The Next Three Days
By Brian Eggert |
Somewhere in The Next Three Days, there’s a fantastic Hitchcockian thriller begging to get out. Unfortunately, writer-director Paul Haggis (Crash, In the Valley of Elah) chose not to listen when his story pleaded to be an absurdist adventure. Instead, Haggis employs the moody seriousness that made the French source film, Fred Cavayé’s Pour elle from 2008, so classy. Forgetting that the romantic dramaturgy of French filmmaking doesn’t translate well to other languages, Haggis’ Hollywood remake forgoes the need for escapist thrills and resolves to brood over the methods of criminality. It’s undeniably a smart movie, with some clever ideas and occasional bouts of suspense, but the scenario has so much potential for excitement and drama, which are lacking here, that the result feels like a missed opportunity.
The life of a Pittsburgh family man named John (Russell Crowe), happily married to Lara (Elizabeth Banks) and father of Luke (Ty Simpkins), is turned upside down when his wife is arrested for murder. Within a few minutes of screentime, three years have passed and Lara has lost her last appeal. Pegged with a 20-year sentence, Lara attempts suicide, inciting John to seek other means than the courts to free his wife from prison. As a community college professor, he teaches students about the importance of one’s own view of reality through readings of Don Quixote. And so, not surprisingly, John becomes a Quixotic hero himself when he schemes to free Lara with an impossible break from the Allegheny County Jail.
Luckily, he has the internet to guide his first foray into criminality. Online videos teach him how to make “bump keys” and how to use a tennis ball to break into vehicles. When searching for books on prison breaks, he comes upon the memoir of a seven-time prison escapee, played by Liam Neeson. In his sole scene, the rough-faced Neeson describes the sort of hard-edged mindset John will be forced to adopt should he attempt his plan, and almost steals the movie in the process. John proceeds by trying to buy forged passports from hoodlums but finds drug dealers don’t like being pestered by naïve yuppies, and gets severely beaten for asking. Eventually, he runs out of getaway money and opts to rob a nasty drug lord (Kevin Corrigan) at gunpoint in a scene straight out of Death Wish.

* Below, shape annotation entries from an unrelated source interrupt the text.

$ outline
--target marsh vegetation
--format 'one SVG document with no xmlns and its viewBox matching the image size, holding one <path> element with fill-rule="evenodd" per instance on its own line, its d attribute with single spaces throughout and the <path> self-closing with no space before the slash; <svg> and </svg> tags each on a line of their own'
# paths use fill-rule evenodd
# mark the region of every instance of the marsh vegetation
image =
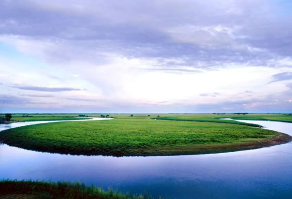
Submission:
<svg viewBox="0 0 292 199">
<path fill-rule="evenodd" d="M 234 151 L 279 144 L 291 138 L 253 127 L 258 125 L 219 119 L 211 114 L 161 115 L 157 120 L 147 115 L 115 118 L 11 129 L 2 132 L 0 139 L 40 151 L 122 156 Z"/>
</svg>

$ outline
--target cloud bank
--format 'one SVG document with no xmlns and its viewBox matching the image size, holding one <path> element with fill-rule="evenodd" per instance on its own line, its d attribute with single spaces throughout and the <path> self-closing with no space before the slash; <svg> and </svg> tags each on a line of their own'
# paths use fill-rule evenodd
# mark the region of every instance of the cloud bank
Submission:
<svg viewBox="0 0 292 199">
<path fill-rule="evenodd" d="M 292 111 L 292 6 L 3 0 L 0 112 Z"/>
</svg>

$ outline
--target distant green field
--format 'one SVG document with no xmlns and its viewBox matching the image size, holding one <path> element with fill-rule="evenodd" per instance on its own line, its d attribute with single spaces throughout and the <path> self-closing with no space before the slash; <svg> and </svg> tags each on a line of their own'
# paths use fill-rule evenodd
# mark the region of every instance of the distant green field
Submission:
<svg viewBox="0 0 292 199">
<path fill-rule="evenodd" d="M 204 121 L 212 122 L 229 123 L 247 125 L 252 126 L 258 126 L 256 124 L 245 123 L 243 124 L 237 121 L 220 119 L 222 118 L 231 118 L 234 119 L 270 120 L 292 122 L 292 115 L 290 114 L 249 114 L 247 115 L 237 115 L 227 114 L 176 114 L 162 115 L 157 118 L 158 119 L 171 120 Z"/>
<path fill-rule="evenodd" d="M 51 123 L 11 129 L 0 134 L 0 140 L 11 145 L 40 151 L 120 156 L 234 151 L 274 145 L 291 138 L 274 131 L 237 123 L 151 119 L 158 118 L 157 115 L 111 116 L 116 119 Z M 181 117 L 181 120 L 209 117 L 208 119 L 213 120 L 218 119 L 214 117 L 219 117 L 211 114 L 171 116 L 175 118 Z M 280 141 L 275 141 L 279 137 Z"/>
<path fill-rule="evenodd" d="M 23 116 L 25 116 L 23 117 Z M 28 117 L 26 117 L 28 116 Z M 3 117 L 0 115 L 0 117 Z M 78 115 L 66 114 L 13 114 L 12 121 L 53 121 L 59 120 L 77 120 L 86 119 L 86 118 L 77 118 Z"/>
</svg>

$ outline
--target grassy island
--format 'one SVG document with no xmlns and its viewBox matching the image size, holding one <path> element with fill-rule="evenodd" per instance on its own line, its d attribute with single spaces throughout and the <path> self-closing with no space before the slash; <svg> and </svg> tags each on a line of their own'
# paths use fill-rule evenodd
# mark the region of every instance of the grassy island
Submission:
<svg viewBox="0 0 292 199">
<path fill-rule="evenodd" d="M 255 127 L 254 124 L 249 126 L 219 119 L 230 116 L 116 115 L 109 120 L 50 123 L 11 129 L 0 134 L 0 140 L 51 153 L 146 156 L 231 152 L 292 140 L 286 134 Z"/>
</svg>

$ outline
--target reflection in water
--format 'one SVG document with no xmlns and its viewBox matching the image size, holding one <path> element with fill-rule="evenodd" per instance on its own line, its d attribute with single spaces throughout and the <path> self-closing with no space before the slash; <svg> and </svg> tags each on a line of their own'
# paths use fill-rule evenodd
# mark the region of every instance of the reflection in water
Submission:
<svg viewBox="0 0 292 199">
<path fill-rule="evenodd" d="M 247 122 L 292 134 L 292 123 Z M 0 178 L 79 180 L 167 199 L 289 199 L 292 152 L 290 142 L 217 154 L 116 158 L 41 153 L 4 144 Z"/>
</svg>

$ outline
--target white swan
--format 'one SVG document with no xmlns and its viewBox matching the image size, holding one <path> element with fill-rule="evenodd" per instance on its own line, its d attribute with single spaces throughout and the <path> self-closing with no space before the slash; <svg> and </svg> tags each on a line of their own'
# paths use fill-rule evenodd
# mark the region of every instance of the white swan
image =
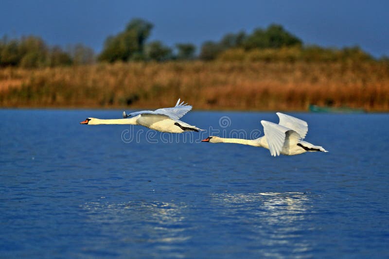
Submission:
<svg viewBox="0 0 389 259">
<path fill-rule="evenodd" d="M 279 124 L 266 121 L 261 121 L 264 126 L 265 136 L 256 139 L 241 138 L 225 138 L 210 136 L 201 140 L 211 143 L 236 143 L 262 147 L 268 149 L 271 155 L 280 154 L 291 155 L 307 151 L 327 151 L 322 147 L 315 146 L 303 141 L 308 132 L 308 124 L 306 121 L 280 112 L 277 113 L 280 118 Z"/>
<path fill-rule="evenodd" d="M 195 131 L 198 132 L 200 129 L 195 126 L 192 126 L 181 121 L 179 119 L 192 109 L 192 105 L 180 103 L 180 99 L 177 101 L 176 106 L 171 108 L 162 108 L 155 111 L 142 111 L 126 114 L 123 112 L 124 119 L 113 120 L 102 120 L 94 118 L 88 118 L 80 124 L 97 125 L 100 124 L 121 124 L 141 125 L 151 129 L 161 132 L 181 133 L 184 131 Z M 128 117 L 132 118 L 127 119 Z"/>
</svg>

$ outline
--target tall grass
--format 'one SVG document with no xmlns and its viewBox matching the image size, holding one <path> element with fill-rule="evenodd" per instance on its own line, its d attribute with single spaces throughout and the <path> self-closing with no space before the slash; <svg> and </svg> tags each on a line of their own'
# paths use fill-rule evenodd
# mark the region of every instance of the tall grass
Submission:
<svg viewBox="0 0 389 259">
<path fill-rule="evenodd" d="M 290 53 L 286 54 L 290 54 Z M 389 63 L 216 61 L 0 69 L 2 107 L 389 111 Z"/>
</svg>

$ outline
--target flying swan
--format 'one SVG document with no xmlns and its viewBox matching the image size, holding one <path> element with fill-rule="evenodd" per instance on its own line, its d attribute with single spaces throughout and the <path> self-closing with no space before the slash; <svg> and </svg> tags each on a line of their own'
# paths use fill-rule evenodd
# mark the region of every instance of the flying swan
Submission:
<svg viewBox="0 0 389 259">
<path fill-rule="evenodd" d="M 307 151 L 327 151 L 322 147 L 315 146 L 303 141 L 308 132 L 306 121 L 289 115 L 277 112 L 280 122 L 276 124 L 266 121 L 261 121 L 264 126 L 265 136 L 253 140 L 241 138 L 225 138 L 210 136 L 203 142 L 210 143 L 236 143 L 262 147 L 268 149 L 271 155 L 280 154 L 287 155 L 299 155 Z"/>
<path fill-rule="evenodd" d="M 161 132 L 181 133 L 184 131 L 195 131 L 200 129 L 181 121 L 179 119 L 192 109 L 192 105 L 180 103 L 178 99 L 176 106 L 170 108 L 162 108 L 155 111 L 142 111 L 126 114 L 123 112 L 124 119 L 102 120 L 88 118 L 80 124 L 97 125 L 100 124 L 122 124 L 141 125 Z M 128 118 L 128 117 L 131 117 Z"/>
</svg>

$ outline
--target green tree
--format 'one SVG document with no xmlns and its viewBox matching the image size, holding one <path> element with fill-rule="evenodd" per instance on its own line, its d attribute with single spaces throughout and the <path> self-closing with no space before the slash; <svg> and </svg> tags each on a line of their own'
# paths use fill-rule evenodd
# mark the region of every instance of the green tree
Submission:
<svg viewBox="0 0 389 259">
<path fill-rule="evenodd" d="M 94 52 L 91 48 L 82 44 L 68 46 L 67 52 L 74 65 L 90 64 L 94 62 Z"/>
<path fill-rule="evenodd" d="M 176 48 L 178 51 L 177 58 L 178 59 L 193 59 L 194 58 L 194 52 L 196 46 L 191 43 L 177 43 Z"/>
<path fill-rule="evenodd" d="M 152 28 L 152 24 L 141 19 L 132 20 L 124 31 L 107 38 L 99 60 L 127 61 L 144 56 L 145 42 Z"/>
<path fill-rule="evenodd" d="M 255 48 L 280 48 L 282 47 L 301 45 L 302 41 L 285 31 L 282 26 L 271 24 L 266 30 L 256 29 L 245 40 L 246 50 Z"/>
<path fill-rule="evenodd" d="M 219 43 L 213 41 L 206 41 L 201 45 L 199 57 L 203 60 L 212 60 L 223 51 Z"/>
<path fill-rule="evenodd" d="M 148 59 L 157 61 L 167 60 L 172 57 L 172 49 L 158 40 L 147 44 L 145 52 L 146 56 Z"/>
<path fill-rule="evenodd" d="M 219 44 L 220 47 L 225 50 L 239 48 L 242 47 L 247 37 L 246 33 L 243 31 L 236 34 L 227 34 L 220 40 Z"/>
<path fill-rule="evenodd" d="M 71 65 L 70 56 L 58 46 L 54 46 L 50 50 L 48 64 L 50 67 L 69 66 Z"/>
</svg>

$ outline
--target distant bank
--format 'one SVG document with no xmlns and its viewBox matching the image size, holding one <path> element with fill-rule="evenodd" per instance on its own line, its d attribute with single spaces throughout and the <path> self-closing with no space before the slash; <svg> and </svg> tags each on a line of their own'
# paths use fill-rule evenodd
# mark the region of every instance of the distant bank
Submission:
<svg viewBox="0 0 389 259">
<path fill-rule="evenodd" d="M 308 111 L 310 104 L 389 111 L 388 62 L 226 61 L 0 69 L 2 107 Z"/>
</svg>

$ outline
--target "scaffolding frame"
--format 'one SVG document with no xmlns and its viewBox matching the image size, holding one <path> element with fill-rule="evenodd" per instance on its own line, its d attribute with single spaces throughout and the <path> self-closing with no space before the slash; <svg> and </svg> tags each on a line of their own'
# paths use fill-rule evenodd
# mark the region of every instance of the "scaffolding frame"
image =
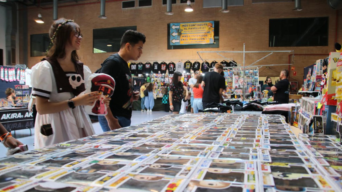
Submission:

Curiously, Lara’s innocence hardly comes into question, if only because the film sides with John, and John is blindly dedicated to his wife (and rightfully so). In one scene, Lara’s depression gives way to a false confession that no one, neither the viewer nor John, believes. The non-question of Lara’s guilt is about as undeveloped as John’s police opposition (played by Lennie James, Jason Beghe, and Aisha Hinds). Beghe’s Detective Quinn looks inquisitively at John, suspecting he’s up to something; he looks inquisitively out the window and points out the weather; he looks inquisitively at Lara’s crime scene and nearly cracks the case. Meanwhile, James’ Lieutenant Nabulsi is hot on John’s trail during the escape. But none of these police characters are given any more characterization than mere cop stereotypes (comparable to John Hamm’s recent role in The Town). When Haggis doesn’t expand on Lara’s potential guilt or the cop characters, he skips over the potential for added viewer involvement.
In the final act during the jailbreak, John has a precise plan that Haggis doesn’t reveal in its entirety, rather only hints at through suggestive scenes, or the ‘Master Plan’ collection of photographs and maps with scribblings on John’s bedroom wall. Even so, when it comes time to carry out the plan, scenes that should be filled with tension seem to unfold in a staid mannerism, as though the audience should be following a checklist of what comes next. Some unexpected inconveniences arise along the way, but there’s never a sense of certain peril. And none of the mild “twists” are shocking enough to incite thrills. A few characters find out about John’s plan, such as John’s father (Brian Dennehy) or the mother of his son’s playground friend (Olivia Wilde), but they simply look on with quiet approval in their knowing, another chance for suspense lost.
Haggis has fashioned a thriller devoid of memorable thrills, and a drama without much to draw our emotions. What works about The Next Three Days works because of Crowe’s ability to convey a sense of internalization within his characters; from Bud White in L.A. Confidential to Ben Wade in 3:10 to Yuma, Crowe has offered many layered portrayals that have solidified his affable screen presence and esteem as one of today’s best actors. Yet Haggis forgoes complex characterizations and completely dismisses the potential for grand thrills within the scenario in favor of a standard prison-break procedural. He forgets that the hows are almost never as important or as dramatically involving as the whys, leaving the audience mildly entertained but never truly invested in the material.